Bon d'accord, j'admets avoir pris un coup de poing dans la tronche à 20 heures au moment des premières estimations. Bien plus que la déception liée au score de Jean-Luc Mélenchon, c'est évidemment le résultat de Marine Le Pen qui choque, déçoit et énerve. 18 % ! Plus de 6 000 000 d'électeurs qui ont fait le choix d'une candidate réactionnaire, cela a de quoi faire peur.
Cependant, ce qui fait surtout froid dans le dos, c'est que nous sommes encore repartis pour un tour. L'immigration, l'insécurité vont encore nous bouffer la vie, là où l'on aurait tant besoin d'un débat serein et constructif sur toutes les autres questions, pourtant bien plus fondamentales : chômage, logement, pouvoir d'achat, environnement, etc. D'ailleurs tout laisse à penser que les 15 jours qui viennent vont être caricaturaux à cet endroit.
Il y a de quoi déprimer, surtout si on se contente des informations alarmistes distillées partout depuis hier soir, sur toutes les chaines, sur tous les tons.

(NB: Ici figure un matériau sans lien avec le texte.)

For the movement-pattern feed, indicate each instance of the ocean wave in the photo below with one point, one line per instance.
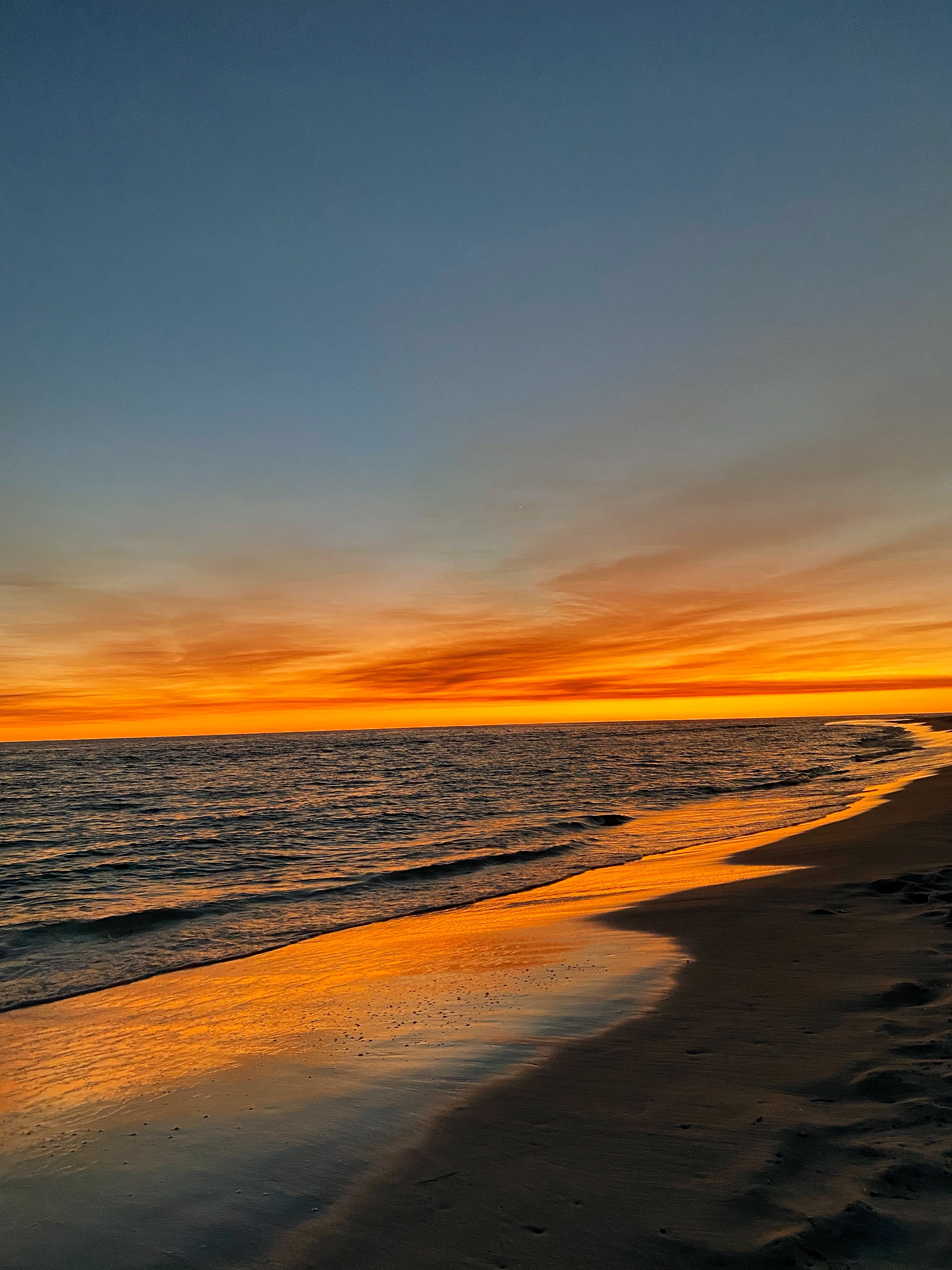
(116, 925)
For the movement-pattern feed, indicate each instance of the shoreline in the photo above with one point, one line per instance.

A en croire la caste qui fait l'opinion, le grand vainqueur du scrutin, se serait Mme Le Pen. Diable ! redescendons sur terre ! Certes, si son score est haut, beaucoup trop haut, il convient de le relativiser grandement et on s'apercevra qu'il n'y a pas de poussée de l'extrême-droite, elle est tout simplement au niveau qui est le sien depuis 20 ans, niveau qui pourrit la vie politique, mais qui finalement, du PS à l'UMP arrange beaucoup de monde.
- Premier constat, avec 18 % Marine Le Pen est dans l'étiage de l'extrême-droite depuis 20 ans, elle est même en léger recul :
1995 : Le Pen 15 % + Villiers 4.74 % = 19.74 % pour l'extrême droite (ce n'est pas parce que de Villiers est soluble dans l'UMP que les idées qu'il porte ne sont pas celles de l'extrême-droite)
2002 : Le Pen 16.86 % + Mégret 2.34 % = 19.2 % pour l'extrême-droite.
2007 fait donc figure d'exception, avec un Nicolas Sarkozy qui en reprenant en partie le bréviaire extrêmiste avait réussi en partie à siphonner le FN.
- Deuxième constat : Il est étonnant que tout le monde soit étonné devant le score de Mme Le Pen. Certes elle a été sous-estimée, mais de 2 % en moyenne, ce qui est peu au final. Mais rappelons qu'il y a un an seulement, elle bénéficiait d'une couverture médiatique hors du commun, que le tapis rouge était déplié devant elle. Tout le monde ne parlait plus que de dédiabolisation, d'intégration républicaine du FN. Rappelons encore que les cantonales avaient déjà été un premier rappel, les candidats FN obtenant une moyenne de plus de 19 %, soit plus qu'hier soir.
- Troisième constat : présenter Mme Le Pen comme le grand vainqueur de ce premier tour, c'est avoir la mémoire courte. C'est oublier qu'en mars 2011 en pendant plusieurs mois des dizaines de sondages se sont succédés indiquant tous qu'elle serait au second tour, voire en tête à l'issue du premier tour. Pire, tous lui prévoyaient des scores avoisinant les 23 ou 24 %. Je ne suis pas fort en mathématiques, mais sachant qu'elle est sous-estimée dans les sondages, passer de 24 à 18 %, c'est une contre performance, non ?
Beaucoup plus que les résultats de dimanche soir, ce qui me questionne, c'est surtout l'attitude du PS qui a été beaucoup plus prompt à taper sur ses alliés à gauche que sur le FN. Ils n'ont jamais rien dit, ni fait pour essayer de faire baisser le score de Mme Le Pen. Auraient-ils un quelconque intérêt à maintenir le FN à un haut niveau ?
Mais la vraie inquiètude vient de la droite beaucoup plus que de l'extrême-droite. En effet, en siphonnant les voix FN en 2007, Nicolas Sarkozy à surtout recycler les idées du FN. Aujourd'hui, toutes les digues sont en train de tomber, et on ne voit plus très bien ce qui différencie la droite de son extrême, à tel point que l'on parle déjà d'alliance, voire de ralliements au niveau local pour les législatives. Et ça, beaucoup plus que les 18 % d'hier soir, c'est vraiment angoissant.